Contact patterns and microbiological data contribute to a detailed understanding of infectious disease transmission. We explored the automated collection of high-resolution contact data by wearable sensors combined with virological data to investigate influenza transmission among patients and healthcare workers in a geriatric unit.


Proof-of-concept observational study. Detailed information on contact patterns were collected by wearable sensors over 12 days. Systematic nasopharyngeal swabs were taken, analyzed for influenza A and B viruses by real-time polymerase chain reaction, and cultured for phylogenetic analysis.

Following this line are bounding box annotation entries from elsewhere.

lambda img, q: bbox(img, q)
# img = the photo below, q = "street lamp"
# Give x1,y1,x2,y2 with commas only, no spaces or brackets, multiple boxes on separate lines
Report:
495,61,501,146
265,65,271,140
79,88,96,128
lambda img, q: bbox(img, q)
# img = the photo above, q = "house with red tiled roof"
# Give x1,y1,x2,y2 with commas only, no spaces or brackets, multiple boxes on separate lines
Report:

An acute-care geriatric unit in a tertiary care hospital.


Patients, nurses, and medical doctors.


A total of 18,765 contacts were recorded among 37 patients, 32 nurses, and 15 medical doctors. Most contacts occurred between nurses or between a nurse and a patient. Fifteen individuals had influenza A (H3N2). Among these, 11 study participants were positive at the beginning of the study or at admission, and 3 patients and 1 nurse acquired laboratory-confirmed influenza during the study. Infectious medical doctors and nurses were identified as potential sources of hospital-acquired influenza (HA-Flu) for patients, and infectious patients were identified as likely sources for nurses. Only 1 potential transmission between nurses was observed.


Combining high-resolution contact data and virological data allowed us to identify a potential transmission route in each possible case of HA-Flu. This promising method should be applied for longer periods in larger populations, with more complete use of phylogenetic analyses, for a better understanding of influenza transmission dynamics in a hospital setting.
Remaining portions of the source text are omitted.